Almost all of the machines in our classrooms and labs (though not the machines in the two “computational clusters”, DIAS and Pandora) have graphics cards that support GPGPU (General Purpose computing using Graphics Processing Units): Machines in CSI 270A and CSI 270L have NVIDIA cards; other machines have AMD cards. On these machines we install proprietary drivers and toolkits that support OpenCL. (For AMD, that currently means a proprietary driver; for NVIDIA, it means CUDA, which is a programming environment for GPGPU in its own right but also supports OpenCL.) Where possible, we also install a driver from Intel that allows running OpenCL programs using the CPU rather than a GPU. This note describes how to develop OpenCL programs in C using one of these toolkits. (Likely similar instructions apply to C++, but I have not tested that.)


The first thing to do is to confirm that the machine you want to use has the right combination of hardware and software. Probably the easiest way to do this is with the command opencl-info, which lists available OpenCL “platforms” and “devices”. (Note that for machines with AMD cards, if you are logged in remotely this command will only list the CPU. This does not happen if you are logged in from the console, but apparently non-root users cannot get access to the GPU if logged in remotely.)

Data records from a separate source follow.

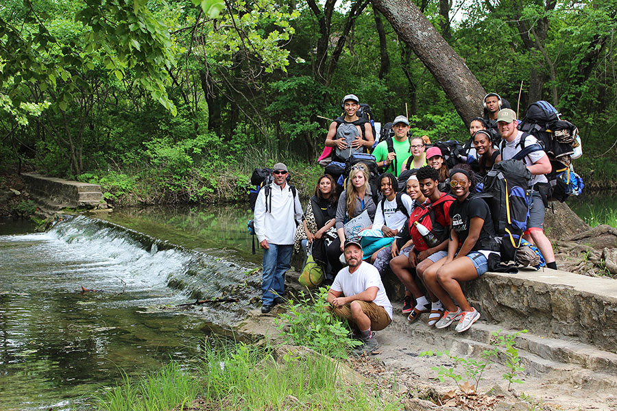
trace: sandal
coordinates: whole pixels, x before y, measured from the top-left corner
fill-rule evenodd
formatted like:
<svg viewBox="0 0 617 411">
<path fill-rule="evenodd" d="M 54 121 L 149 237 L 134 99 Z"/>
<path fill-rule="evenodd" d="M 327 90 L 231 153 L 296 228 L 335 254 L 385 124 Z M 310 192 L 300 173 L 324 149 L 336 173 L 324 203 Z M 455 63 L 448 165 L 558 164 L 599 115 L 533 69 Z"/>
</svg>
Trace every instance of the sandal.
<svg viewBox="0 0 617 411">
<path fill-rule="evenodd" d="M 428 314 L 428 321 L 426 323 L 426 325 L 428 327 L 433 327 L 439 321 L 442 315 L 444 315 L 443 310 L 431 310 L 431 314 Z"/>
<path fill-rule="evenodd" d="M 413 323 L 420 318 L 420 314 L 424 312 L 428 312 L 428 309 L 426 308 L 424 310 L 418 310 L 418 308 L 414 307 L 413 310 L 411 310 L 411 312 L 409 313 L 409 315 L 407 316 L 407 321 L 410 323 Z"/>
</svg>

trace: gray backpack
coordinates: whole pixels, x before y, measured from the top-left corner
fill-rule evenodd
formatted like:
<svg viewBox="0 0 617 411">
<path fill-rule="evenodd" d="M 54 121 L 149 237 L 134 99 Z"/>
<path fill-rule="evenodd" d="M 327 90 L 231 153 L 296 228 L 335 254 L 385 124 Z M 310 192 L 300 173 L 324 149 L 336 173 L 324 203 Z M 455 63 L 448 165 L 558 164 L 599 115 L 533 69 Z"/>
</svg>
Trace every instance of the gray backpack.
<svg viewBox="0 0 617 411">
<path fill-rule="evenodd" d="M 336 140 L 344 138 L 345 141 L 347 142 L 347 148 L 344 150 L 341 150 L 339 147 L 337 147 L 337 155 L 341 160 L 346 160 L 349 158 L 352 154 L 363 153 L 364 151 L 364 147 L 360 147 L 357 149 L 354 149 L 351 147 L 352 142 L 358 137 L 361 137 L 360 132 L 358 131 L 358 127 L 356 127 L 354 123 L 339 123 L 337 127 Z"/>
</svg>

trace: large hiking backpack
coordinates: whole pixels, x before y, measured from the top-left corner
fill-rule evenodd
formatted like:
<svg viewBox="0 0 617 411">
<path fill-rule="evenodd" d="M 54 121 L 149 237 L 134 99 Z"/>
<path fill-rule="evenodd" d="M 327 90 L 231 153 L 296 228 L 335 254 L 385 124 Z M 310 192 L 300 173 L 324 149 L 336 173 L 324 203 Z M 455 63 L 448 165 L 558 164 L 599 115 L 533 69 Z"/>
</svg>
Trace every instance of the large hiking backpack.
<svg viewBox="0 0 617 411">
<path fill-rule="evenodd" d="M 271 209 L 271 201 L 272 199 L 270 197 L 270 184 L 274 181 L 274 177 L 272 177 L 272 169 L 255 169 L 253 170 L 253 174 L 251 175 L 251 184 L 255 186 L 254 188 L 249 189 L 249 206 L 251 208 L 251 211 L 255 212 L 255 203 L 257 202 L 257 196 L 259 195 L 259 192 L 263 189 L 265 190 L 265 206 L 266 206 L 266 212 L 270 212 Z M 287 173 L 287 177 L 285 179 L 287 182 L 287 184 L 289 184 L 289 179 L 291 179 L 291 175 Z M 295 214 L 295 196 L 298 195 L 298 191 L 295 189 L 295 187 L 289 184 L 289 189 L 291 190 L 291 194 L 293 195 L 293 214 Z M 268 199 L 270 200 L 269 203 L 268 203 Z M 248 229 L 249 234 L 252 236 L 252 251 L 253 254 L 256 253 L 255 251 L 255 225 L 254 224 L 253 219 L 249 220 L 248 223 L 246 225 L 247 229 Z"/>
<path fill-rule="evenodd" d="M 520 137 L 520 141 L 518 146 L 521 150 L 518 152 L 512 160 L 523 160 L 526 155 L 535 151 L 543 151 L 542 144 L 526 144 L 527 133 L 523 133 Z M 505 140 L 501 142 L 500 149 L 503 152 L 505 147 Z M 548 191 L 546 193 L 548 201 L 558 200 L 564 202 L 570 195 L 579 195 L 585 185 L 581 177 L 574 173 L 571 169 L 570 158 L 568 155 L 559 157 L 559 159 L 548 156 L 551 160 L 552 170 L 551 173 L 546 174 L 548 180 Z M 570 173 L 571 172 L 571 173 Z"/>
<path fill-rule="evenodd" d="M 357 149 L 354 149 L 352 147 L 351 144 L 352 142 L 358 137 L 364 136 L 364 133 L 361 134 L 360 132 L 358 131 L 358 127 L 356 126 L 359 125 L 360 129 L 364 130 L 364 124 L 365 122 L 363 121 L 361 124 L 356 124 L 359 122 L 358 120 L 352 123 L 347 123 L 345 121 L 339 121 L 339 119 L 340 117 L 335 120 L 337 122 L 337 134 L 335 140 L 339 140 L 339 138 L 345 140 L 345 141 L 347 142 L 347 148 L 341 149 L 338 147 L 334 147 L 334 151 L 337 157 L 341 160 L 346 160 L 353 154 L 365 152 L 364 147 L 361 147 Z"/>
<path fill-rule="evenodd" d="M 544 100 L 529 105 L 518 129 L 535 137 L 551 158 L 571 155 L 577 145 L 579 129 L 561 120 L 557 109 Z"/>
<path fill-rule="evenodd" d="M 366 103 L 361 103 L 360 108 L 356 112 L 356 115 L 363 120 L 364 123 L 368 123 L 371 125 L 371 129 L 373 130 L 373 138 L 377 140 L 377 136 L 375 135 L 375 119 L 373 117 L 373 112 L 371 111 L 371 106 Z M 364 137 L 364 132 L 362 133 Z"/>
<path fill-rule="evenodd" d="M 476 196 L 488 204 L 498 238 L 501 238 L 501 260 L 514 261 L 527 229 L 531 199 L 527 187 L 531 173 L 524 163 L 506 160 L 496 164 L 484 177 L 484 190 Z"/>
<path fill-rule="evenodd" d="M 438 141 L 433 146 L 438 147 L 441 151 L 441 155 L 443 155 L 448 169 L 452 169 L 457 164 L 467 162 L 467 155 L 465 153 L 463 145 L 456 140 Z"/>
<path fill-rule="evenodd" d="M 345 171 L 339 177 L 339 179 L 337 180 L 337 192 L 339 195 L 343 192 L 347 186 L 347 178 L 349 177 L 349 173 L 351 171 L 352 167 L 360 162 L 366 164 L 369 169 L 369 186 L 371 190 L 371 196 L 376 204 L 381 195 L 379 192 L 380 174 L 377 168 L 377 162 L 375 161 L 375 156 L 372 154 L 354 154 L 347 159 L 345 162 Z"/>
<path fill-rule="evenodd" d="M 432 203 L 416 204 L 415 207 L 411 211 L 411 215 L 409 216 L 409 234 L 413 239 L 413 245 L 415 249 L 420 251 L 428 249 L 430 248 L 422 236 L 418 231 L 414 222 L 418 221 L 424 227 L 428 229 L 439 240 L 439 242 L 445 241 L 450 235 L 448 226 L 440 224 L 436 219 L 435 210 L 439 209 L 444 216 L 446 214 L 445 206 L 448 203 L 451 205 L 456 199 L 450 195 L 442 195 L 439 199 Z"/>
</svg>

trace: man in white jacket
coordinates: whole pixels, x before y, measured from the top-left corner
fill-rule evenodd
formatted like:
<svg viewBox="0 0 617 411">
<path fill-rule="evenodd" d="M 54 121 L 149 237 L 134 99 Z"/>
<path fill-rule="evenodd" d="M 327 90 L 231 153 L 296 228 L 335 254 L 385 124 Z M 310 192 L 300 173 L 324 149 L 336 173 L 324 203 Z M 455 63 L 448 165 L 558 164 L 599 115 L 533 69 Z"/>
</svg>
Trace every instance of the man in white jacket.
<svg viewBox="0 0 617 411">
<path fill-rule="evenodd" d="M 282 301 L 285 273 L 291 268 L 293 238 L 302 215 L 295 188 L 287 184 L 287 166 L 276 163 L 272 170 L 274 181 L 259 190 L 254 216 L 255 234 L 263 249 L 261 312 L 264 314 Z"/>
</svg>

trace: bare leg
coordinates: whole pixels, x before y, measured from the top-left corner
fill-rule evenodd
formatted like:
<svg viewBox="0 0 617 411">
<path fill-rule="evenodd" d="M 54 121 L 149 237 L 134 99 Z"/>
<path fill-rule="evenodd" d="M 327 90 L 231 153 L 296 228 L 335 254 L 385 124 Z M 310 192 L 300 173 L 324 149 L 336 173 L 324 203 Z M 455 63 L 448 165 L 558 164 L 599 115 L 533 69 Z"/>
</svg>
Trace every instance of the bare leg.
<svg viewBox="0 0 617 411">
<path fill-rule="evenodd" d="M 471 306 L 461 289 L 461 282 L 470 281 L 478 278 L 478 272 L 474 263 L 468 257 L 457 258 L 442 266 L 437 273 L 437 279 L 441 288 L 449 295 L 461 307 L 463 311 L 471 311 Z M 441 300 L 444 301 L 444 300 Z M 444 302 L 445 305 L 445 302 Z M 454 306 L 454 304 L 452 304 Z M 456 308 L 455 307 L 455 310 Z M 448 308 L 448 311 L 450 309 Z"/>
<path fill-rule="evenodd" d="M 396 275 L 405 288 L 411 292 L 413 297 L 418 299 L 423 295 L 418 288 L 415 282 L 413 281 L 413 275 L 409 272 L 410 268 L 411 266 L 409 265 L 409 260 L 407 256 L 398 256 L 390 260 L 390 269 L 392 269 L 392 272 Z"/>
<path fill-rule="evenodd" d="M 454 301 L 452 301 L 452 299 L 448 295 L 448 292 L 441 288 L 441 286 L 437 281 L 437 272 L 445 262 L 446 258 L 444 257 L 424 270 L 423 277 L 424 284 L 426 286 L 426 288 L 430 290 L 435 296 L 435 301 L 441 301 L 441 303 L 444 304 L 444 307 L 448 311 L 456 311 L 457 306 Z"/>
</svg>

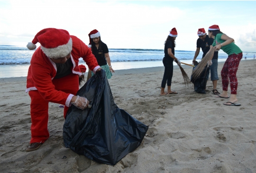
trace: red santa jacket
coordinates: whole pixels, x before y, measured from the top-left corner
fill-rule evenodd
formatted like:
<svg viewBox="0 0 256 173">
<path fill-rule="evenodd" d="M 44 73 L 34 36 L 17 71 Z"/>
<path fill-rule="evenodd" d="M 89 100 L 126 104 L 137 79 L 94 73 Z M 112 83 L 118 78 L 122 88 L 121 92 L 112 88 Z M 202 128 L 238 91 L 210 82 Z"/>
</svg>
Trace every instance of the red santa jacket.
<svg viewBox="0 0 256 173">
<path fill-rule="evenodd" d="M 95 73 L 100 67 L 91 49 L 76 36 L 71 35 L 70 37 L 72 39 L 70 57 L 73 66 L 72 73 L 82 74 L 78 66 L 79 59 L 81 57 L 91 70 Z M 39 47 L 35 51 L 30 61 L 26 92 L 37 90 L 45 100 L 69 107 L 73 95 L 55 90 L 52 83 L 52 80 L 56 75 L 56 64 L 46 57 Z"/>
</svg>

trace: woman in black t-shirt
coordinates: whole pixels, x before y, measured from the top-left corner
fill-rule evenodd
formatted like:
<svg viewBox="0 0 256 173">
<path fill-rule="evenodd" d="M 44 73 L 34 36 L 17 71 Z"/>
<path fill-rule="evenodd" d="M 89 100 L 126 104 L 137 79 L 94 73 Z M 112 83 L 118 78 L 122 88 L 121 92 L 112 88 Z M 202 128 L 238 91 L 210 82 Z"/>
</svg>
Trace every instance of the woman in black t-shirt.
<svg viewBox="0 0 256 173">
<path fill-rule="evenodd" d="M 172 79 L 174 72 L 174 61 L 179 66 L 181 66 L 181 62 L 174 56 L 175 40 L 178 36 L 178 33 L 175 28 L 173 28 L 171 30 L 170 34 L 165 41 L 165 57 L 163 59 L 163 63 L 165 66 L 165 73 L 162 81 L 161 85 L 160 95 L 164 96 L 167 94 L 178 94 L 175 91 L 171 90 Z M 167 84 L 167 92 L 165 92 L 165 85 Z"/>
<path fill-rule="evenodd" d="M 100 32 L 97 30 L 91 31 L 88 35 L 90 39 L 88 47 L 91 49 L 92 54 L 95 57 L 99 66 L 106 71 L 108 79 L 111 78 L 112 73 L 115 73 L 115 71 L 111 66 L 108 46 L 101 41 Z M 93 75 L 92 72 L 91 72 L 91 76 Z"/>
</svg>

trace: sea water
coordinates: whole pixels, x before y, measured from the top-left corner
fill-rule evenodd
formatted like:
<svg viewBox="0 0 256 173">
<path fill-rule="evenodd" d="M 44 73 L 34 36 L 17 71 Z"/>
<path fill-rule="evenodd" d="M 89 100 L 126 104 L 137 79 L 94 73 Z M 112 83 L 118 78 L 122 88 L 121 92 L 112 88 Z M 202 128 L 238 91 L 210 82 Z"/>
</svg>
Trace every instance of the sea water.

Next, for some platforms you will need to enable access to the appropriate toolkit. For AMD cards, nothing extra is required; for NVIDIA cards, use the command

module load cuda-latest
(See my notes on the “Modules package” for more about the module command.)

Compiling OpenCL programs


If the computer you're using has an AMD graphics card, just compile your program with gcc as usual, but add to the command the following flags:

-L/opt/amdgpu-pro/lib64 -lrt -lOpenCL


If the computer you're using has an NVIDIA graphics card, you'll need to use a different compiler, namely nvcc. This command isn't in the standard search path, but it (and its man page) will be accessible if you first do a

module load cuda-latest
as mentioned previously. You'll need to pass it some additional flags:
-L/lib64/lib64 -L/usr/lib64 -lOpenCL
nvcc works by calling a system compiler (one of the GCC compilers); if you need or want to pass it additional flags, you can do so with the -Xcompiler flag, e.g.,
-Xcompiler "-std=c99"
nvcc seems to be aimed more at compiling C++, so you may get some warnings if you use it to compile straight C, but the compile should work.

Running OpenCL programs

To execute the compiled program, it should be enough to just type the name of the executable (but see “Caveat” below about AMD). If you've set things up correctly, and you have access to the GPU (as discussed below), all should be well (assuming no bugs in the program itself!). Note, however, that some published examples make assumptions about the number of OpenCL “platforms” and “devices” that are not true in our environment. So they may need modification in order to work.